Stealing six weeks from time, a foetus breaks into life – it commits its first sin, being born. It tears a hole through its mother and is caught breaking in with a hole of its own – it commits its second sin, being born with a vagina. Naked and full of sin, she is shoved into a cultural closet where religion is fashion. Her body is hidden in the Hijab and her vagina is sewn shut. Yet, as her autobiography confesses, Ayaan Hirsi Ali continues to sin.
Perhaps Canadian readers may not respond religiously to Infidel’s calling. A clergy of Canadian, anti-Islamic, feminist writers, like Irshad Manji and Marina Nemat, have sermonized us enough on their heroism against horror. We can do without an international saint from the feminist church.

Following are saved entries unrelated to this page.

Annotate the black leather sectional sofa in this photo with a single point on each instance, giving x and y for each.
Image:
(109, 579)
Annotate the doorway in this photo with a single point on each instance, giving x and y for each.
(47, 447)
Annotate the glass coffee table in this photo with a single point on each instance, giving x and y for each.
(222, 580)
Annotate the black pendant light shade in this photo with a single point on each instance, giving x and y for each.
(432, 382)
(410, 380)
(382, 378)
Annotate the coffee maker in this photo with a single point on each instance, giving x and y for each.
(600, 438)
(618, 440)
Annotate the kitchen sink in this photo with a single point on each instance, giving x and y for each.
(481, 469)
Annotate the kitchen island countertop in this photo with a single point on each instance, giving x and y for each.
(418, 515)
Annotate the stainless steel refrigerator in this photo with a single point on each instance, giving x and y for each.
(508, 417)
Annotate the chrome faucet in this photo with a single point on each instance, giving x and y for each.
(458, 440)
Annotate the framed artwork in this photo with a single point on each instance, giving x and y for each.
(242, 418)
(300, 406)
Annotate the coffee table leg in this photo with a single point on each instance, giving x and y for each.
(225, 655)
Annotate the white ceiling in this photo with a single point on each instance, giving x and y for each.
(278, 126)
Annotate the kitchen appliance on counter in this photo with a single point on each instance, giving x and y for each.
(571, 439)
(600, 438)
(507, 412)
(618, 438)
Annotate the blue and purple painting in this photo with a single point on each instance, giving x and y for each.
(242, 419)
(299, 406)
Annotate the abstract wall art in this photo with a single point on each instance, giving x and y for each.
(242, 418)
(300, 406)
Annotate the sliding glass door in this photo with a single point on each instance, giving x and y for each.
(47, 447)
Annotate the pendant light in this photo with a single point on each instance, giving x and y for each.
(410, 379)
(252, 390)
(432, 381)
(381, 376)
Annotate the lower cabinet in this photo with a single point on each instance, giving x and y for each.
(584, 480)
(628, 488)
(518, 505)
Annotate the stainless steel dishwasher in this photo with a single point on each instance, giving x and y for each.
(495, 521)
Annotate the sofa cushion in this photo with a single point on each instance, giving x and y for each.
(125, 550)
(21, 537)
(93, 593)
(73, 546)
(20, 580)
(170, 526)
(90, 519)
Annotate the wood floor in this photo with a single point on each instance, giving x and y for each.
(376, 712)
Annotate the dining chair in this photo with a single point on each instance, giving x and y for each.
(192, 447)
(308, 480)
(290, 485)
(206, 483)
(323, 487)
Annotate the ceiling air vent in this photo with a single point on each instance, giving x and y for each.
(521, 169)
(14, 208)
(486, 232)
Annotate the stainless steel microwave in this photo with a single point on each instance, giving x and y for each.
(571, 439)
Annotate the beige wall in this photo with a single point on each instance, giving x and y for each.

But Ali need not pitch Infidel, branded as My Freedom in the Netherlands, differently to us. Knopf Canada has signed her for her next book. Her unashamed prose lures the devil within us all, perhaps because she preaches a practice of sin. Being bad is good.
Infidel maps Ali’s journey through Islam on the vehicle of sin: she parks at the lips of an atheist lover and speeds home for her prayers. Her journeys are obstructed by Saudi Arabian and Somali Islamists. Yet she breaches these borders, enters the Netherlands and escapes an arranged marriage to a Canada-based suitor. Pouring dishonour upon her family, she sets flames to her past and rises to be awarded a seat in the Dutch parliament. The reward for the film Submission, though, is not as prestigious: this Rushdie-style sin murdered Theo Van Gogh and, to date, Ali survives encircled by security.
For Ali, author of The Caged Virgin, sin is orgasmic : this Infidel will sin much more and Canada will not stop her.